Here, we use the function to generate individual EBE metrics for each considered stage, by assuming that sleep staging is allowed by the device. The cbind function is used to concatenate the information on each stage in a single output.

(ebe <- cbind(indEBE(data = raw.data, stage = 0, stageLabel = "wake", doPlot = FALSE, digits = 2),
              indEBE(data = raw.data, stage = 1, stageLabel = "light", doPlot = FALSE, digits = 2)[,2:4],
              indEBE(data = raw.data, stage = 2, stageLabel = "deep", doPlot = FALSE, digits = 2)[,2:4],
              indEBE(data = raw.data, stage = 3, stageLabel = "REM", doPlot = FALSE, digits = 2)[,2:4]))

SLEEP/WAKE

Here, we use the function to generate individual accuracy metrics for sleep and wake detection, by assuming that only sleep/wake patterns (and not sleep staging) are allowed by the device. Note that only sleep-related metrics (and not wake-related metrics) are reported, since with binary data the metrics for a given category mirror those of the other category (i.e., wake sensitivity is sleep specificity and vice versa, whereas accuracy is the same for both categories).

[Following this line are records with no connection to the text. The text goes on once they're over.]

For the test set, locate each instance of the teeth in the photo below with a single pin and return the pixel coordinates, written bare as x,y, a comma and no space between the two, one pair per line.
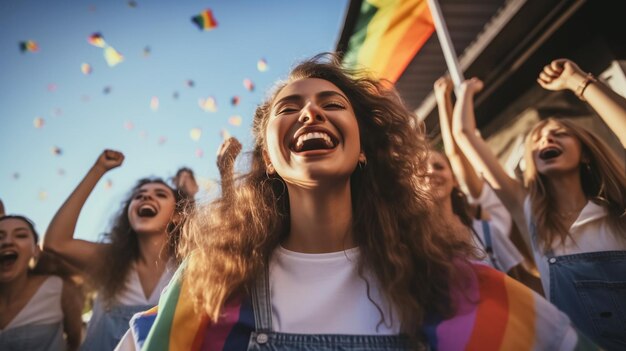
313,135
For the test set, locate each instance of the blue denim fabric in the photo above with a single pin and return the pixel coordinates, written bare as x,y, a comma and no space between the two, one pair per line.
591,289
266,339
105,332
42,337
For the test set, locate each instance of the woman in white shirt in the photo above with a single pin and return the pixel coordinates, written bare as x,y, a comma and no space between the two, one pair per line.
572,203
35,310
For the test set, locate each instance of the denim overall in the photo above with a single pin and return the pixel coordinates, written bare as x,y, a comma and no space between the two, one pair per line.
591,289
39,337
263,338
106,331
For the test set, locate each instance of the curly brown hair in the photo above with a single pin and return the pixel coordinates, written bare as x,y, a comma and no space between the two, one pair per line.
123,250
401,238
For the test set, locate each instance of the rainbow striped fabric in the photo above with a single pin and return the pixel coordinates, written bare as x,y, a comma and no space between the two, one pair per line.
494,312
387,35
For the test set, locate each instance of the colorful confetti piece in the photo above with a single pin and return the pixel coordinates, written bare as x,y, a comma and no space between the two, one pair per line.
235,100
235,121
262,65
208,105
28,46
97,40
112,56
38,122
205,20
86,68
195,134
247,83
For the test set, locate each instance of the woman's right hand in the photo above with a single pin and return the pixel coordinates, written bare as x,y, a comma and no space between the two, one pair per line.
109,159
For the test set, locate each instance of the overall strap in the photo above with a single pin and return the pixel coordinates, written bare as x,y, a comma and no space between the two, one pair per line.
261,302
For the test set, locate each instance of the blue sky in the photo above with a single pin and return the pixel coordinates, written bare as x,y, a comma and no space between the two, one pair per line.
81,120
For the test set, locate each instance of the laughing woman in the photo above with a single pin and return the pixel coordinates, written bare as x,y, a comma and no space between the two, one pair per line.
35,309
572,202
136,260
330,241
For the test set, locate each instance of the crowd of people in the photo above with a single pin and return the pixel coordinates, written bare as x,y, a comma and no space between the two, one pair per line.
349,230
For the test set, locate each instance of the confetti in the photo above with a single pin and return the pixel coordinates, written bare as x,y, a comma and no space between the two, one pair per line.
154,103
112,56
235,121
86,68
205,20
247,83
262,65
28,46
224,134
195,134
97,40
38,122
235,100
208,104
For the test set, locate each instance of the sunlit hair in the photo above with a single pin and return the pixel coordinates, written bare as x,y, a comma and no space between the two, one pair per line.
28,223
601,176
232,239
123,250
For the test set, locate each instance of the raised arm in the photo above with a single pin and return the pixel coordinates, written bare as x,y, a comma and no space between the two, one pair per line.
226,155
463,170
510,191
564,74
59,237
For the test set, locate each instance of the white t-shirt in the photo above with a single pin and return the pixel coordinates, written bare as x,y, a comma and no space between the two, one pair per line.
44,307
323,294
589,233
506,254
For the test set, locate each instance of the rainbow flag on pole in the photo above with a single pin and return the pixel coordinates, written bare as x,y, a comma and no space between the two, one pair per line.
387,35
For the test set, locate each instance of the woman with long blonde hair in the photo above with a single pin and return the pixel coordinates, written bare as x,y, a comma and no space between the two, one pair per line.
331,241
571,203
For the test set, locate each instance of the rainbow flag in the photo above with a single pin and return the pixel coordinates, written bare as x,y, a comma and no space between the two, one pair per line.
494,312
387,35
205,20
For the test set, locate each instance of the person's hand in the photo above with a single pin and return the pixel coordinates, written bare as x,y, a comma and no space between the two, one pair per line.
109,159
226,155
561,74
472,86
443,87
186,182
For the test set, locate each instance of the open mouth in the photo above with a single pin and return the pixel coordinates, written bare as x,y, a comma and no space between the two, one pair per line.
8,258
549,153
313,141
147,211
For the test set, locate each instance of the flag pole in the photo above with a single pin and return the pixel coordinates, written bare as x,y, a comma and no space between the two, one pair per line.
446,44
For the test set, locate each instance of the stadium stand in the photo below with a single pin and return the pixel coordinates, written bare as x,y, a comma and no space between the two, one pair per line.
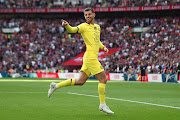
83,3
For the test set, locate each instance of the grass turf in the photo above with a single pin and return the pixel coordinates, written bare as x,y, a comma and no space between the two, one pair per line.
26,99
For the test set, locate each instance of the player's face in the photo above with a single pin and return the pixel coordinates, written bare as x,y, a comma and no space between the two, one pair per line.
89,16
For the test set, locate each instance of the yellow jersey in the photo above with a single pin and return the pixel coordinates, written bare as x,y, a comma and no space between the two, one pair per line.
91,37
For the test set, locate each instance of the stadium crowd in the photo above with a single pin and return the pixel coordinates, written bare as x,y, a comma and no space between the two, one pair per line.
82,3
44,44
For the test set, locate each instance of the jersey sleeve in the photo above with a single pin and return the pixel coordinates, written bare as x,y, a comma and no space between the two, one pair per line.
101,46
71,29
80,28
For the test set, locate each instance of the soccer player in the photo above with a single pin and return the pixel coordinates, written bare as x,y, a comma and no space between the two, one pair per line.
91,35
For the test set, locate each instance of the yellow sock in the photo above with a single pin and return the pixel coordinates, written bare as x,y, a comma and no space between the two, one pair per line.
101,90
69,82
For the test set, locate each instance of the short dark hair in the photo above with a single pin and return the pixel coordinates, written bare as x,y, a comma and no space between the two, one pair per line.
89,9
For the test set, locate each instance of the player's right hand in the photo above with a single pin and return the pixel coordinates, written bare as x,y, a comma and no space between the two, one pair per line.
64,23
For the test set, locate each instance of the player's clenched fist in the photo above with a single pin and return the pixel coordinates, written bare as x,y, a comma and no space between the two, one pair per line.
64,23
106,50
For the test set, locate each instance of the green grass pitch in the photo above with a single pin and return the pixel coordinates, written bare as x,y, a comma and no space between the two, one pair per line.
26,99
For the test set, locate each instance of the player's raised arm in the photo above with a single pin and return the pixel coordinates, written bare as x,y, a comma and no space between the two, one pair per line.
68,27
103,47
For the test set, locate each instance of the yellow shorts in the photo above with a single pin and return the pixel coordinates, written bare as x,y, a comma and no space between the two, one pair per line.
91,67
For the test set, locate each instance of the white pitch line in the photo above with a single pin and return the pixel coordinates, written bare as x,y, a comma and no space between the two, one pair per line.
24,92
128,101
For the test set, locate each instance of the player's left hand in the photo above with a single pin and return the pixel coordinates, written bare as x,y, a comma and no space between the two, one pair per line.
106,50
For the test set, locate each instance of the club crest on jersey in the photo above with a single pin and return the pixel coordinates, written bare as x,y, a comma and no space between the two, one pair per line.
95,28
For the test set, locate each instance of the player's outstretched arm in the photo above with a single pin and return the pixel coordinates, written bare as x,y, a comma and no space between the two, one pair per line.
68,27
103,47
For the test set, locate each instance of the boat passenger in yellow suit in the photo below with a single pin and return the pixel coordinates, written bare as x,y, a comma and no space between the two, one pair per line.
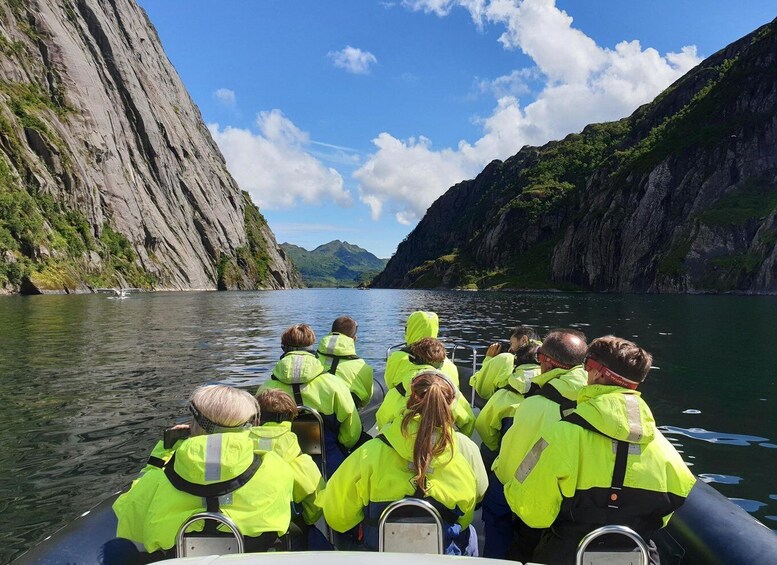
494,420
425,354
337,353
418,455
276,412
551,393
498,365
216,469
604,463
419,325
300,374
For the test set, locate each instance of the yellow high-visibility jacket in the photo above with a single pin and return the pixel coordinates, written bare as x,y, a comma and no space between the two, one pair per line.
339,349
537,411
153,510
278,438
565,479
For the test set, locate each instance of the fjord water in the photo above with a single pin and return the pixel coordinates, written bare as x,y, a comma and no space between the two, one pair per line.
88,383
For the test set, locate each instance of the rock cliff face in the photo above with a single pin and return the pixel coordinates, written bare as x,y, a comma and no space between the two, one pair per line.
679,197
109,175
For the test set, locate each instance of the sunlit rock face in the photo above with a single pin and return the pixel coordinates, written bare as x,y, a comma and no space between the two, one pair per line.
127,186
679,197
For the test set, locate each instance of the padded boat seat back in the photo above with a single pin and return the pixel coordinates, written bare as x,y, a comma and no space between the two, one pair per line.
209,541
410,525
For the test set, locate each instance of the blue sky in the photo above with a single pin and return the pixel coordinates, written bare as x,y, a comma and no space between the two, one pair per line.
346,119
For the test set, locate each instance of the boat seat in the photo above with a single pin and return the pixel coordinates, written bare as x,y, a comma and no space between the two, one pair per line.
611,556
410,525
309,428
209,542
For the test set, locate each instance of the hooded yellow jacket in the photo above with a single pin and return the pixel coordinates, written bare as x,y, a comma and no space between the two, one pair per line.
278,438
565,479
377,474
497,414
153,510
357,374
319,390
535,412
399,365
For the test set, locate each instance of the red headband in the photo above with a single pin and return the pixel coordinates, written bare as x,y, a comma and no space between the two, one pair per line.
552,362
610,375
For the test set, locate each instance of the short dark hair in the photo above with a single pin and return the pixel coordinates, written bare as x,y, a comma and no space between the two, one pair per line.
428,350
523,331
527,354
565,346
621,356
298,335
345,325
273,402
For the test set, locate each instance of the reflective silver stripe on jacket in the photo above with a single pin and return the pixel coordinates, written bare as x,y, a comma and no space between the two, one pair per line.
213,457
530,461
296,369
634,420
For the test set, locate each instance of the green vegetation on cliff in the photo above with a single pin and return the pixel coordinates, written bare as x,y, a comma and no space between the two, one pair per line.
249,267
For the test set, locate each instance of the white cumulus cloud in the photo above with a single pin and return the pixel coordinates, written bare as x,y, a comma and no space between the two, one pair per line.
580,83
274,166
353,60
226,97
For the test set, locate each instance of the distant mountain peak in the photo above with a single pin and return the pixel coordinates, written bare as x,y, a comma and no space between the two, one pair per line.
336,263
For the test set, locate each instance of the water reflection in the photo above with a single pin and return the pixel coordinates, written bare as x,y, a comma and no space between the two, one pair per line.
713,437
88,383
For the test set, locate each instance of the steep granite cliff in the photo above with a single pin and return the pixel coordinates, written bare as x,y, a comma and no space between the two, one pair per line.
679,197
108,175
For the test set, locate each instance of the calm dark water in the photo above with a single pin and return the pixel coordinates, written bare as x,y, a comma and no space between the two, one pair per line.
88,383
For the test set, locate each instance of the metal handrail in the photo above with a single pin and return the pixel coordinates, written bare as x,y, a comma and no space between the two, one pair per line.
613,529
303,409
180,547
415,502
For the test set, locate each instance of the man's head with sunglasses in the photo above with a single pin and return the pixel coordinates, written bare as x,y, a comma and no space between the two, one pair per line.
562,349
614,361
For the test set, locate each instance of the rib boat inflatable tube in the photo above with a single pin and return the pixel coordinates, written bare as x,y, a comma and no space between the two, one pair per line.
708,528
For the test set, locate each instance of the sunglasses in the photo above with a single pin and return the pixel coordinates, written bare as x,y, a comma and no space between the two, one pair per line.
591,364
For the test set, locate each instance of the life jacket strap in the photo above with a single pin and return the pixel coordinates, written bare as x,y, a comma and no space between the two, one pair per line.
213,489
156,461
621,460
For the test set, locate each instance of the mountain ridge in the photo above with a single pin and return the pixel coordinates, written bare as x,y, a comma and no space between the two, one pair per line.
677,197
336,263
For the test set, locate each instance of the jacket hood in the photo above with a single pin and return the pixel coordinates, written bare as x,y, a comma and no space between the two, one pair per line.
523,376
617,412
214,458
297,367
336,344
567,381
420,325
271,430
404,445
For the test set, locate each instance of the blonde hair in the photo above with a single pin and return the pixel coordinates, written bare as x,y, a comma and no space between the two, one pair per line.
223,405
431,397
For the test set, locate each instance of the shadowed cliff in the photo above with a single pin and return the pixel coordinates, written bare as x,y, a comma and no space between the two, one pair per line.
679,197
108,175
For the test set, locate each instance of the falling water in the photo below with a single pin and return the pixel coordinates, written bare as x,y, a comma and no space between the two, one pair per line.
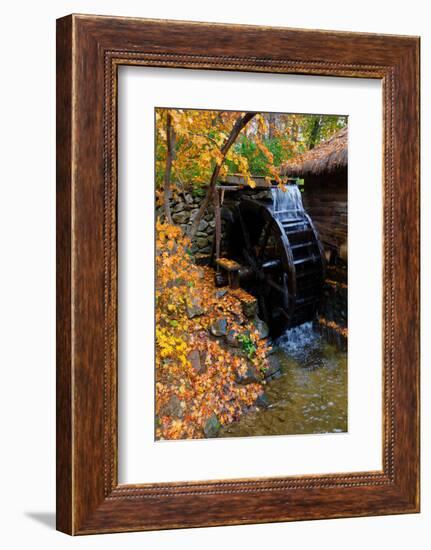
287,202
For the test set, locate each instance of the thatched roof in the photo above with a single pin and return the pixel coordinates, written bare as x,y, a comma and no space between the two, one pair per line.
327,157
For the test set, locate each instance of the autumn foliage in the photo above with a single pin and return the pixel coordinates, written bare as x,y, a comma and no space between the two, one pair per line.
195,370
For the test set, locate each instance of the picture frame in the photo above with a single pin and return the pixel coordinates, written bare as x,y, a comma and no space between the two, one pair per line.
89,51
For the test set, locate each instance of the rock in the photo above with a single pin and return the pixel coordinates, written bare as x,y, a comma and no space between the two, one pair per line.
179,207
262,401
173,408
232,339
180,217
262,328
194,308
274,367
249,307
193,214
251,375
202,242
219,327
202,225
212,426
198,362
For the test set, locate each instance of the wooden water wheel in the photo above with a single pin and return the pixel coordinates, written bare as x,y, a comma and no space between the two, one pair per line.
281,258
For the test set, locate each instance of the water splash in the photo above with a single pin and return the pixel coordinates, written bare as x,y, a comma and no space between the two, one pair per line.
300,342
287,202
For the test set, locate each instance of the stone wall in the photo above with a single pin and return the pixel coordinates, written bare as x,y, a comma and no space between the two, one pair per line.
184,209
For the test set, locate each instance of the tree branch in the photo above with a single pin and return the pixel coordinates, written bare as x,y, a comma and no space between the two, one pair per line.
170,153
240,123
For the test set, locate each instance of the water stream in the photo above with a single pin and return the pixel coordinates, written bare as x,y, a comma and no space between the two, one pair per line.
309,397
287,202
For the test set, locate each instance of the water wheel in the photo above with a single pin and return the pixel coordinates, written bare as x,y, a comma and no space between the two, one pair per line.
281,258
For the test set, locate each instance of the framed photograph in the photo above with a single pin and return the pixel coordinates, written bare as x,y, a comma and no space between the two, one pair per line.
237,274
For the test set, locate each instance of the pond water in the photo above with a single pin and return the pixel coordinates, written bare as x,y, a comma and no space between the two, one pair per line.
309,397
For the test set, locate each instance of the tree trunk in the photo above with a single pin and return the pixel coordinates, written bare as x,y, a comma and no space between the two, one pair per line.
170,153
314,132
237,127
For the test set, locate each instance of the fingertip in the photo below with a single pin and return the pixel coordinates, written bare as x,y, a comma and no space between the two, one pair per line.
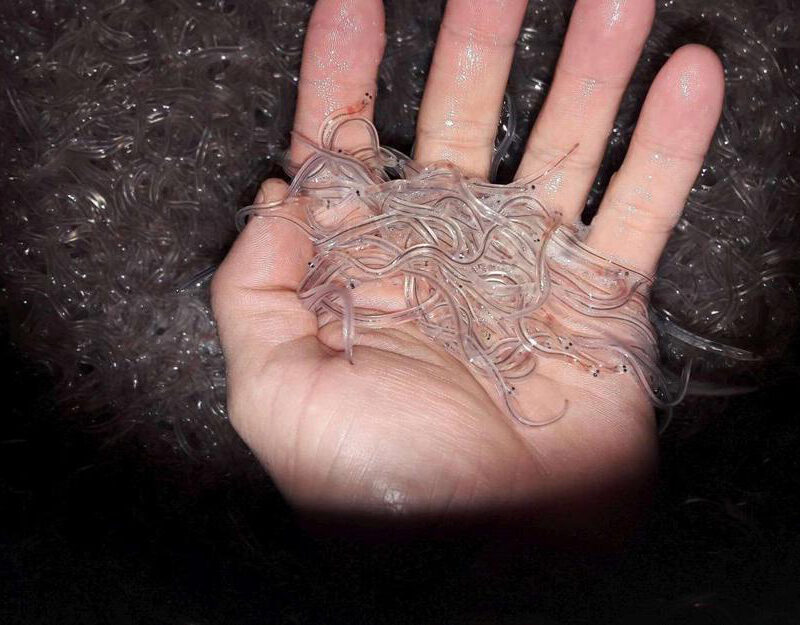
697,75
685,102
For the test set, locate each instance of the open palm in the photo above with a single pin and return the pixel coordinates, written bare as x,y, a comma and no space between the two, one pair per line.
408,428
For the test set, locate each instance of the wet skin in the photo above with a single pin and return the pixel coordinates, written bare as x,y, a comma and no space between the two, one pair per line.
408,430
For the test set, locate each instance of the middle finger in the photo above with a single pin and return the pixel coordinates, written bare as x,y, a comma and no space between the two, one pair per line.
464,93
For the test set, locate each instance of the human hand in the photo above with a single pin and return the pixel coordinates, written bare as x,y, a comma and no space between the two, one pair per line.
409,429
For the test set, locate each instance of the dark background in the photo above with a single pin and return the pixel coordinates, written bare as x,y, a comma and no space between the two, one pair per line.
89,533
105,517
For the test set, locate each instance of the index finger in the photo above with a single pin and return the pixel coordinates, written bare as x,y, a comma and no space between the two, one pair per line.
342,51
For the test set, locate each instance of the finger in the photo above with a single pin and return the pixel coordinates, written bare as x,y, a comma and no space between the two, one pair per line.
343,49
464,93
601,49
254,289
646,196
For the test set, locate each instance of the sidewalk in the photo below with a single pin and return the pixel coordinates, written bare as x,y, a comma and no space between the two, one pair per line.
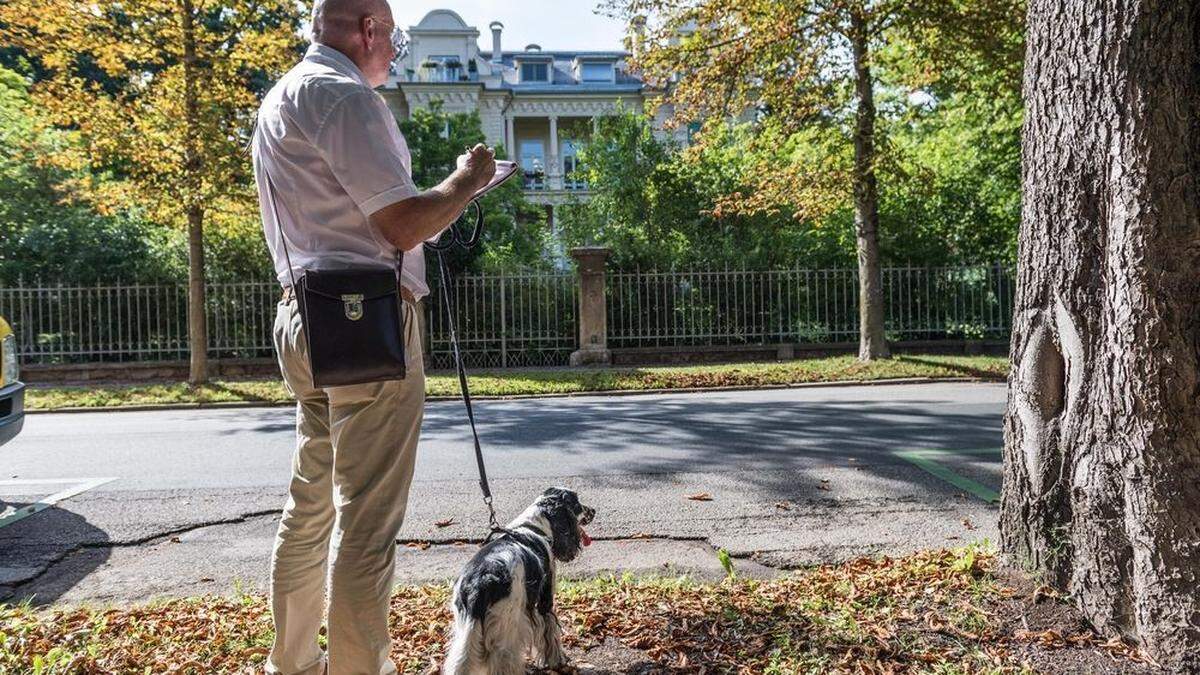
931,611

(ebe.dic <- indEBE(data = dic.data, stage = 5, stageLabel = "sleep", doPlot = FALSE, digits = 2))

3.2.1. Data visualization

Here, we show how the output can be used to generate boxplots of sensitivity levels in each stage (the same applies to specificity or accuracy by substituting “sens” with “spec” or “acc”, respectively). Then, we set doPlot = TRUE to plot the results for each accuracy metric (using a table format).

SLEEP STAGING

Here, boxplots are generated by assuming that sleep staging is allowed by the device.

library(reshape2); library(ggplot2)

indEBE_melt <- melt(ebe[, c("subject", colnames(ebe)[grepl("sens", colnames(ebe)) == TRUE])])
indEBE_melt$variable <- as.factor(gsub(" sens","",indEBE_melt$variable))
ggplot(indEBE_melt,aes(x = variable, y = value, fill = variable)) + xlab("stage") + ylab("sensitivity (%)") + 
  geom_boxplot(size=1.5, outlier.shape = NA, alpha = .5, width = .5, colour = "black") +
  geom_point(aes(col=variable),position = position_jitter(width = .15), size = 2) + 
  theme(legend.position = "none")

WAKE

indEBE(data = raw.data, stage = 0, stageLabel = "wake", doPlot = TRUE, digits = 2)[2]

## [[1]]

LIGHT SLEEP

indEBE(data = raw.data, stage = 1, stageLabel = "light", doPlot = TRUE, digits = 2)[2]

## [[1]]

DEEP SLEEP

indEBE(data = raw.data, stage = 2, stageLabel = "deep", doPlot = TRUE, digits = 2)[2]

## [[1]]

REM SLEEP

indEBE(data = raw.data, stage = 3, stageLabel = "REM", doPlot = TRUE, digits = 2)[2]

## [[1]]

SLEEP/WAKE

Here, boxplots are generated by assuming that only sleep/wake patterns (and not sleep staging) are allowed by the device. Note that with binary data the sensitivity in detecting one category (e.g., wake) corresponds to the specificity in detecting the other category (e.g., sleep).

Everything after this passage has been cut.